Figure 4. Synoviolin promotes IRE1α degradation in a wild-type p53-dependent manner

A. SYVN1 suppresses IRE1α protein expression in wild-type p53 cells. HCT116 p53^+/+ or HCT116 p53^−/− cells were transfected with siControl (−) or siSYVN1 (+) and cultured for 24 h. Cell lysates were analyzed using western blotting with indicated the antibodies (left panel). The intensities of the SYVN1 bands were quantified. The levels of SYVN1 are reported relative to those of β-actin (right panel). The blot was cut based on the size of proteins or stripped and reprobed. B. IRE1α and SYVN1 interaction is suppressed in p53-deficient cells. Proteins were cross-linked with DSP before protein extraction. Coimmunoprecipitation was performed with cell lysate using an IRE1α or an SYVN1 antibody. C. SYVN1 interacts with wild-type p53. H1299 cells transiently expressed wild-type p53, p53-R248S, or p53-R273H. Coimmunoprecipitation experiments were performed using the anti-p53 antibody. D. p53-SYVN1-IRE1α complex is observed by treatment with proteasome inhibitor. H1299 cells transiently expressing wild-type p53 (left panel) or HCT116 p53^+/+ (right panel) cells were treated with 50 μM MG132 for 3 h. Coimmunoprecipitation experiments were performed using the anti-p53 antibody.

Figure 5. p53 deficiency increases secretory the function of the ER through the IRE1α/XBP1 pathway

A. HCT116 p53^+/+ or HCT116 p53^−/− cells, MEF p53^+/+ or MEF p53^−/− cells, and U2OS shLuc or U2OS shp53 cells expressing secreted embryonic alkaline phosphatase (SEAP) were transduced with a pSEAP2 control vector and washed 24 h after transduction.

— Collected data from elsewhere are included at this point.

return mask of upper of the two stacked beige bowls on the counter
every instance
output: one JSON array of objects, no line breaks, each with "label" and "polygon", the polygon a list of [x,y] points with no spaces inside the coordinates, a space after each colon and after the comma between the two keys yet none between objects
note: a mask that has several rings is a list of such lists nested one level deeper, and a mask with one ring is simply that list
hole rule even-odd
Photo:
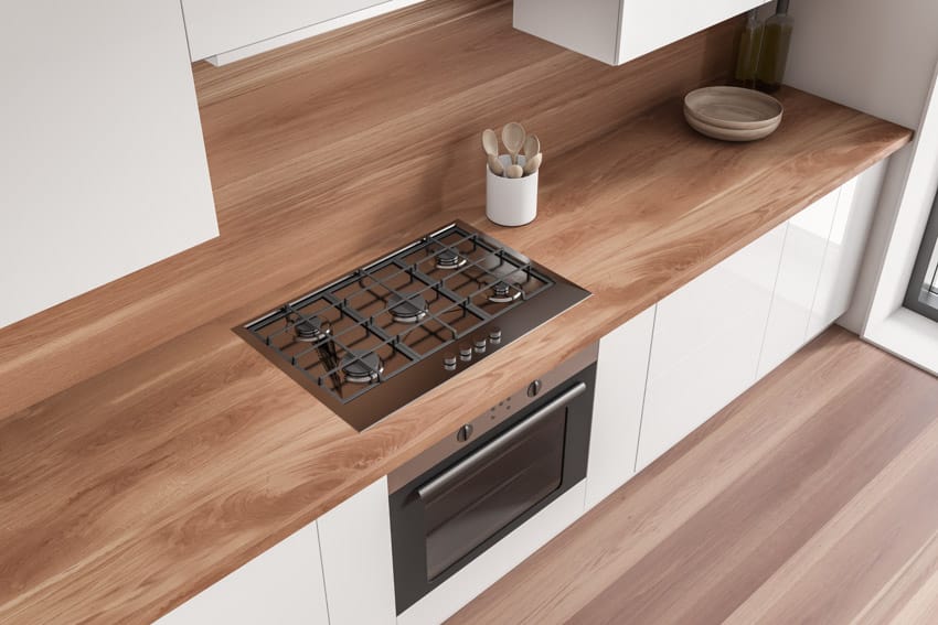
[{"label": "upper of the two stacked beige bowls on the counter", "polygon": [[742,87],[704,87],[684,96],[684,116],[735,130],[778,128],[785,107],[774,97]]}]

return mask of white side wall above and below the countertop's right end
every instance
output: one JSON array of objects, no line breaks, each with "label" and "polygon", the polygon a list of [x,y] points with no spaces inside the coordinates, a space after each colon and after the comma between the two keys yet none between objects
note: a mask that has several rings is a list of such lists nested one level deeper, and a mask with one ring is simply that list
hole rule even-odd
[{"label": "white side wall above and below the countertop's right end", "polygon": [[[792,0],[786,83],[918,129],[938,62],[935,0]],[[860,333],[905,188],[910,148],[886,174],[854,303],[841,324]]]}]

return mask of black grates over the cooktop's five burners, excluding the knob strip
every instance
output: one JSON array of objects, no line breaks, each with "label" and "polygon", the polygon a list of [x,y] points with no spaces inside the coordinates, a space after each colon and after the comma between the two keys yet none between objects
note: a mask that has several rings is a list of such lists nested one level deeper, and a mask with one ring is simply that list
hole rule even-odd
[{"label": "black grates over the cooktop's five burners, excluding the knob strip", "polygon": [[555,281],[460,224],[285,304],[245,330],[348,403]]}]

The medium was then changed, and the cells were cultured for another 6 h. Culture media were analyzed for SEAP activity, and luminescence was normalized to cell number. The transfection efficiencies of HCT116 p53^+/+ and HCT116 p53^−/− cells were approximately 80% each (data not shown). B. Overexpression of wild-type p53 inhibited SEAP activity. SEAP activities of cells that constitutively expressed the indicated p53 molecules were analyzed using the same procedure described in (A). C. HCT116 p53^−/− cells that expressed SEAP were transfected with siControl, siATF6, siPERK, or siIRE1α, cultured for 24 h, and following a change of medium, the cells were cultured for another 6 h. Whole cell lysates were analyzed using western blotting with the indicated antibodies, and culture supernatants were analyzed for SEAP activity. Values shown are the mean ± s.d. of three different experiments simultaneously measured. The P value was calculated using two-way ANOVA.

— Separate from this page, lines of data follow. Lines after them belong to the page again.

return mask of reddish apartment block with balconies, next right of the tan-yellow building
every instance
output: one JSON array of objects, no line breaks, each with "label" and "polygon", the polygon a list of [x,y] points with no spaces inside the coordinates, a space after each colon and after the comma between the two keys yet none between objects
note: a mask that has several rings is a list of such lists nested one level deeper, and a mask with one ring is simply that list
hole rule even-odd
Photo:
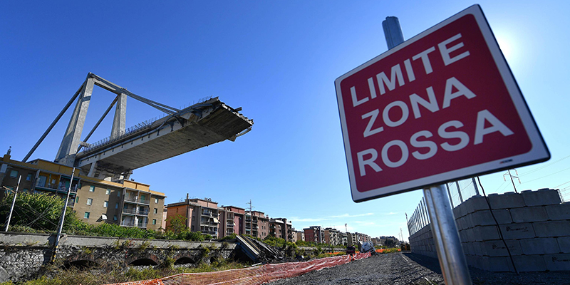
[{"label": "reddish apartment block with balconies, next right of the tan-yellow building", "polygon": [[185,218],[186,227],[191,232],[202,232],[219,237],[219,208],[212,199],[189,199],[186,195],[184,202],[167,204],[166,227],[170,227],[170,217]]}]

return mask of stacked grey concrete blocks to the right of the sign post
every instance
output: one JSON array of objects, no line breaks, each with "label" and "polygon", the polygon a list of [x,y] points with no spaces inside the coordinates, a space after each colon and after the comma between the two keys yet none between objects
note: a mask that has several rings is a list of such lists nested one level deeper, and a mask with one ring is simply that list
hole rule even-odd
[{"label": "stacked grey concrete blocks to the right of the sign post", "polygon": [[489,217],[488,207],[468,213],[473,229],[479,232],[474,237],[482,239],[484,257],[471,259],[477,263],[470,265],[489,271],[514,271],[510,253],[518,271],[570,270],[570,259],[566,259],[570,254],[570,204],[561,204],[557,190],[507,192],[488,198],[494,219]]}]

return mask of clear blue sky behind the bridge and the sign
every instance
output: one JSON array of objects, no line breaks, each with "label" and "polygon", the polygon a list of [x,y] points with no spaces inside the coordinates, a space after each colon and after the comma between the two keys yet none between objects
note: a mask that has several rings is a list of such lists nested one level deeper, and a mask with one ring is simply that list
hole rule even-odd
[{"label": "clear blue sky behind the bridge and the sign", "polygon": [[[21,160],[92,72],[184,107],[210,95],[254,119],[252,132],[135,170],[167,202],[210,197],[271,217],[405,239],[413,191],[354,203],[334,80],[387,50],[382,21],[405,38],[469,1],[4,1],[0,4],[0,150]],[[552,158],[518,169],[517,189],[570,186],[567,1],[480,1]],[[83,137],[113,95],[95,88]],[[128,100],[127,126],[162,115]],[[53,160],[70,113],[32,159]],[[90,142],[110,135],[107,118]],[[487,192],[511,190],[503,173]],[[517,182],[518,183],[518,182]],[[565,184],[566,183],[566,184]],[[570,198],[570,197],[569,197]]]}]

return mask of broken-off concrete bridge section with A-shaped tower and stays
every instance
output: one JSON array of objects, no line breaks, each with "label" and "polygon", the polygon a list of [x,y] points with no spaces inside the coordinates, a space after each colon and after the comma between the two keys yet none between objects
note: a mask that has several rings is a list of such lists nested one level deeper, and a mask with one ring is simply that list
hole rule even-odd
[{"label": "broken-off concrete bridge section with A-shaped tower and stays", "polygon": [[[93,130],[82,141],[81,133],[93,86],[99,86],[117,96],[98,123],[95,124]],[[146,103],[167,115],[164,118],[140,123],[133,128],[126,129],[127,97]],[[100,179],[128,179],[133,170],[145,165],[197,150],[216,142],[234,141],[240,135],[252,130],[253,125],[253,120],[239,113],[241,108],[229,107],[217,97],[179,110],[142,98],[93,73],[88,73],[86,81],[46,130],[46,133],[26,155],[24,162],[28,160],[76,98],[76,108],[54,161],[63,165],[78,167],[83,175]],[[110,137],[94,144],[88,143],[87,140],[115,103],[115,117]]]}]

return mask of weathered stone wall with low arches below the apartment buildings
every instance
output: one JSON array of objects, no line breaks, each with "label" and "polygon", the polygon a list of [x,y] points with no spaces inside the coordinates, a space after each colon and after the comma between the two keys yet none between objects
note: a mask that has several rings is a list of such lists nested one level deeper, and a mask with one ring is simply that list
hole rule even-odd
[{"label": "weathered stone wall with low arches below the apartment buildings", "polygon": [[[0,282],[24,281],[47,265],[55,234],[0,233]],[[209,251],[204,249],[208,248]],[[56,263],[95,263],[99,266],[125,267],[131,263],[160,265],[167,259],[185,263],[227,259],[236,244],[228,242],[185,242],[159,239],[124,239],[64,234]],[[205,254],[206,252],[209,252]]]}]

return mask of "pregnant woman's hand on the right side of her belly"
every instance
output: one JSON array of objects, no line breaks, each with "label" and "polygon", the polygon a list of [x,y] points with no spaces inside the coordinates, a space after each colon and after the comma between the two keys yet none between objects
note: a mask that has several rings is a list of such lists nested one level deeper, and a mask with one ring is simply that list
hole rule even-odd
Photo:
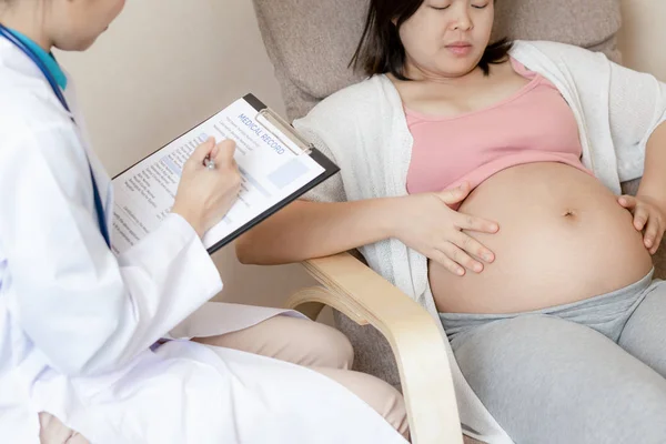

Figure 6. The IRE1α inhibitor (STF-083010) suppresses the growth in vitro and in vivo of p53-deficient human cancer cells

A. Effects of an IRE1α inhibitor on cell viability and on Tm-induced cell death in p53-deficient cells. HCT116 p53^+/+ or HCT116 p53^−/− cells, MEF p53^+/+ or MEF p53^−/− cells, and U2OS shLuc or U2OS shp53 cells were treated with Tm (0.5 mg/mL), STF-083010 (50 μM), or both for 24 h. Cell viability was determined using an MTT assay. Values shown are the mean ± s.d. of three different experiments measured simultaneously. B. An IRE1α inhibitor selectively suppresses the growth of p53-deficient tumors in nude mice. HCT116 p53^+/+ and HCT116 p53^−/− cells were used to engraft nude mice, and 4 days after injecting the cells, DMSO or STF-083010 (40 mg/kg) was intraperitoneally administered once every 3 days. Tumor volume was measured on the indicated days. After 15 days, the weights of the tumors (left panel) were measured. Values shown are the mean ± standard error of the mean of eight mice from each group. The P value was calculated using two-way ANOVA.